Just back from my first trip to the Danny's reading series, which came about through a fortunate pair of events: first, an email a few weeks back from Joel Sloman telling me he was coming to town to read, and then an offer of a ride from a U of C professor who happens to be an old college classmate of Sloman's; part of the way down was spent marveling at what seems to be a renaissance of poetry events in Chicago, with the Danny's series having become something like the marquee event of the new wave.
Danny's itself is a bar that seems to mirror its upscaling Bucktown environs: once apparently a genuine dive, it's now more of a "dive," dark and adequately smoky but with cool little tables and low cushioned stools placed sparsely in its back rooms. The readers were positioned at a DJ station just past the bar, so that in theory one could view the reading through the cutout between the bar and the back room without even leaving the bar itself.
I don't know what I was expecting in terms of turnout, but the room was just comfortably full, with people sitting on the floor story-hour fashion and about ten more slightly less engaged people hovering around the bar; Chuck Stebelton and I ended up listening to the reading standing up against a brick wall, nursing beers.
Joel Sloman worried to me beforehand that the dark would make it hard to read. At the mic he was engagingly nervous and modest, clearing his throat frequently and assuring us that he would inform us of the ends of poems by grunting. He described what he would be reading simply as "short lyrical poems," and indeed the affect of the reading was one of intense lyric introspection (heightened by Sloman's habit of lowering his head as he ended a poem, so that the final phrase at times escaped the mic and seemed almost to be spoken to himself) and close observation of nature: precise renderings of flowers and plant life, yet with curious diversions and metacommentary that produced a sense of what Sloman himself called the "familiar alien." It surprised me a bit to hear Chuck refer to Sloman's humor afterwards, but looking at Sloman's book Stops when I got home I realized Chuck was entirely right; on the page many of the poems Sloman read had a whimsy and verve that Sloman, in person, declined to play for laughs. What had struck me as simple images of nature turned out to modulate into something much more constructed and ambivalent, with the botanic blurring into the human blurring into the artificial--
Dogwood's poised salmon petals enunciate calmly.
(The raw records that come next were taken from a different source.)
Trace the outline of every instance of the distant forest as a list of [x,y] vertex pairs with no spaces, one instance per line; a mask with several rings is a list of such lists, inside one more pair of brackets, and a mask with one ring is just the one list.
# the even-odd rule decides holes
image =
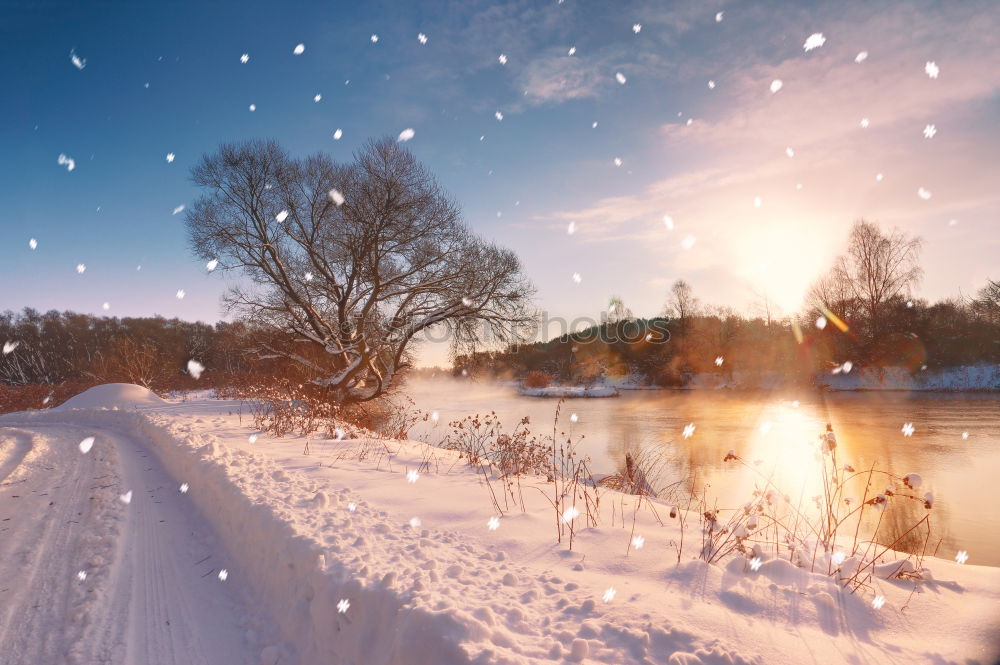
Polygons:
[[912,372],[1000,363],[1000,282],[971,298],[929,303],[913,297],[922,276],[921,243],[864,220],[848,250],[812,287],[799,315],[744,316],[703,305],[683,280],[662,316],[636,318],[611,297],[600,325],[556,339],[460,355],[456,374],[590,384],[604,377],[683,386],[698,374],[743,379],[773,372],[811,382],[844,367],[903,367]]
[[[565,383],[628,376],[649,385],[681,386],[697,374],[734,371],[744,377],[776,372],[808,382],[845,361],[855,368],[913,372],[1000,363],[1000,282],[987,282],[973,297],[929,303],[909,295],[920,277],[918,240],[859,222],[850,247],[813,288],[813,304],[793,318],[772,318],[766,306],[756,316],[707,306],[689,284],[678,281],[662,316],[637,318],[620,298],[612,298],[598,326],[458,355],[453,371],[509,379],[531,374],[536,381]],[[41,406],[49,397],[58,401],[98,383],[136,383],[166,392],[268,377],[303,383],[314,378],[302,363],[259,351],[286,345],[314,364],[322,362],[321,351],[295,346],[288,335],[276,340],[269,334],[274,335],[241,321],[209,325],[8,311],[0,314],[0,411],[15,402]],[[206,368],[200,378],[189,373],[190,360]],[[25,392],[26,387],[32,390]]]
Leaves at fewer and fewer dpi slowly dissolve spring.
--moving across registers confidently and at great speed but without hiding the seams. Sloman doesn't shy from metaphysics, either, but a poem like "Self and Self" breaks it down pragmatically, funny and direct:
Thank you for the sea.
It goes "woo woo."
Mark Strand, the evening's second reader, was far more at ease in the space, leaning his lanky frame over the microphone, reading deliberately, and apologizing with a wink to those in the room who might have heard him read a particular poem "too many times." While Sloman downplayed the humor in his poems, Strand had no fear of the punchline, opening with a well-turned ballad, "The Couple," that might well have been described as rollicking were it not for its ironic flourishes (woman and man meet, have sex, and die tragically all while waiting on a subway platform). Perhaps since it's been some time since I've read Strand closely, the selections seemed to highlight to me not only what's distinctive about Strand's work, but what gestures and influences Strand shares with his contemporaries: the taste for surreal plot and details, the short deadpan line, and the metafictional turn that undercuts potential self-seriousness. "Cake" compressed Dante into the story of a man who gets lost (in a dark wood, of course) on his way to buy a cake; the perfect apparition of "Man and Camel" is disrupted by the mere gaze of the poem's speaker, who is reprimanded, "You ruined it!"; "2002" features Death reflecting, "I'm thinking of Strand" and then delivering the poet to an adoring crowd in the afterlife that cries frozen tears.